@nycgov posted a tweet on Friday touting the map of WiFi hotspots on the new NYC OpenData site.  I was impressed the city was trying to get the word out about some of the interesting data sets they’ve made public. It was retweeted, blogged about, etc many many times over during the day.

The map is nice (with little wifi symbols  marking the location of each hotspot).  And it certainly seems to show that there are lots of hotspots throughout the city, especially in Manhattan.

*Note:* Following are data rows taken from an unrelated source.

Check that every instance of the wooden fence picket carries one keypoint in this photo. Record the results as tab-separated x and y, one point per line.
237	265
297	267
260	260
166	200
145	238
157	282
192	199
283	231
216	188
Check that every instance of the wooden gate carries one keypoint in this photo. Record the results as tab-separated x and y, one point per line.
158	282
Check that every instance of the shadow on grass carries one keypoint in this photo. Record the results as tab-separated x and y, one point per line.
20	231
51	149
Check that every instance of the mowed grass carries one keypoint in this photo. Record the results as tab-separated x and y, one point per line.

But when I took a close look, I was less than impressed.  Here’s why:

  • No metadata.  The NYC Socrata site has zero information on who created the data, why it was created, when it was created, source(s) for the wifi hotspots, etc.  So if I wanted to use this data in an app, or for analysis, or just to repost on my own website, I’d have no way of confirming the validity of the data or whether it met my needs.  Not very good for a site that’s supposed to be promoting transparency in government.
  • No contact info.  The wifi data profile says that “Cam Caldwell” created the data on Oct. 7, 2011 and uploaded it Oct 10.  But who is Cam?  Does this person work for a city agency?  It says the data was provided by DoITT, but does Cam work at DoITT?
    • If I click the “Contact Data Owner” link I just get a generic message form.  I used the “Contact Data Owner” link for a different data set last week, and still haven’t heard back.  Not even confirmation that my message was received, let alone who received it.  Doesn’t really inspire confidence that I can reach out to someone who knows about the data in order to ask questions about the wifi locations.
  • No links for more information. The “About” page provides a couple of links that seem like they might describe the data, but they don’t.

If I were to use the wifi data for a media story, or to analyze whether my Community Board has more or less hotspots than other Boards, or if I wanted to know if the number of hotspots in my area has changed over time, the NYC Socrata site isn’t helpful.

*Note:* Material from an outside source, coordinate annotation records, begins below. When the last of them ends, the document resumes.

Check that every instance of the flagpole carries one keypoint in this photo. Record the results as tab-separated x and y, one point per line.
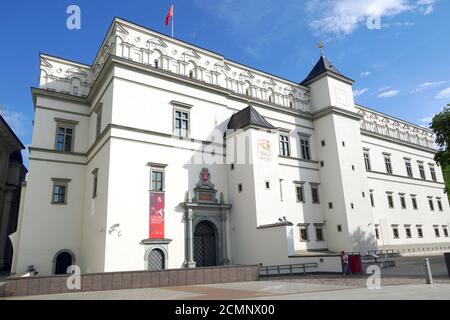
173	17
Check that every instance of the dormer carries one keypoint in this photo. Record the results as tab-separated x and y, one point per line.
329	87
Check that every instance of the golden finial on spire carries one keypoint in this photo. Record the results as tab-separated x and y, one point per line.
321	45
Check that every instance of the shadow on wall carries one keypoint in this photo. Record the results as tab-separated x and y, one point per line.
363	241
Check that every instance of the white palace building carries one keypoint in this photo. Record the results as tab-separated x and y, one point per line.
162	154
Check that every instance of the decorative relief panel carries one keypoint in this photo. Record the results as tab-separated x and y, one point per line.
149	49
392	128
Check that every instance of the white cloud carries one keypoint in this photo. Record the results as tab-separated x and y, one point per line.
384	89
26	155
444	94
343	17
427	120
360	92
388	94
427	85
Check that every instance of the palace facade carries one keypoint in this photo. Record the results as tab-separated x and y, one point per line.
162	154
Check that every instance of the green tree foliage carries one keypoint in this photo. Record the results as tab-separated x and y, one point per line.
441	127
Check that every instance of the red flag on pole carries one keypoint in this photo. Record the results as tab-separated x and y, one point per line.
169	15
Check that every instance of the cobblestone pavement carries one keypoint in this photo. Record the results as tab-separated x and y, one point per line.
306	287
405	281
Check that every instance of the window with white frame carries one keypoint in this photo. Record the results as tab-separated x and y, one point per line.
433	174
65	133
439	202
388	163
304	237
59	190
284	145
419	231
422	171
367	160
390	200
395	232
408	232
181	122
315	193
409	172
431	203
94	183
319	233
157	179
414	202
437	233
377	232
299	192
98	129
372	198
305	147
402	201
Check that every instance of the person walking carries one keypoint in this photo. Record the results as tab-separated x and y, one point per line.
345	264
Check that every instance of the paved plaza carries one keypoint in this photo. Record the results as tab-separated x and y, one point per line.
405	281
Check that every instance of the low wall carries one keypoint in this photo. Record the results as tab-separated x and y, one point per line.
17	287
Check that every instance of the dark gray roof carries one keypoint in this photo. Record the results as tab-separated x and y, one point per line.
246	117
322	66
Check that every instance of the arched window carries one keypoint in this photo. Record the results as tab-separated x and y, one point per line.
191	70
156	260
63	260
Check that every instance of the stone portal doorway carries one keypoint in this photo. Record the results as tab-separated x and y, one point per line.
62	262
205	245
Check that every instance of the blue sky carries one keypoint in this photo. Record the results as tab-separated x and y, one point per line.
400	68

Even looking at the map on its own, it’s not very helpful.  Without knowing if the list of hotspots is comprehensive (does it include the latest hotspots in NYC parks? does it include the new hotspots at MTA subway stations? etc) or up to date (the Socrata site says the list of wifi sites is “updated as needed” – what does that mean?), I have zero confidence in using the data beyond just a pretty picture.

I’m sure if I clicked the “Contact Data Owner” link, eventually I’d get answers to these questions. But that’s not the point.  The point is that the new NYC OpenData site bills itself as a platform to facilitate how “public information can be used in meaningful ways.”  But if the wifi data is any guide, the OpenData site makes it almost impossible to meaningfully do anything with the data.

The wifi data is another example of how I think NYC’s implementation of the new Socrata platform is a step backwards.  Other NYC websites that provide access to public data — the City Planning Department’s Bytes of the Big Apple site as well as agency-specific sites from Finance, Buildings, HPD, and others — all provide detailed metadata, data “dictionaries”, and other descriptive information about available data files.  This contextual and descriptive information actually makes these data sets useful and meaningful, inviting the public to become informed consumers and repurposers of the city’s data.

The Socrata platform, in and of itself, seems great.  But NYC hasn’t done a very good job at all of putting it to use.  #opendata #fail

11 Responses

  1. I’ve not seen the city’s policy on releasing data, but last week, at an event we organized that explored governance systems for the .nyc TLD, David Bollier, a noted authority on the commons, outlined the policy of Linz, Austria. Their policy, developed as a “practical economic matter” provides the following reasons for doing so:

    o reduce costs
    o avoid dependency on outside vendors
    o promote local initiatives
    o strengthen the economy
    o create value
    o establish transparency
    o and legal certainty

    See more on the meeting at


    Tom Lowenhaupt

  2. There are inaccuracies in your post as well as what seems to be a deliberate attempt to mislead and misinform.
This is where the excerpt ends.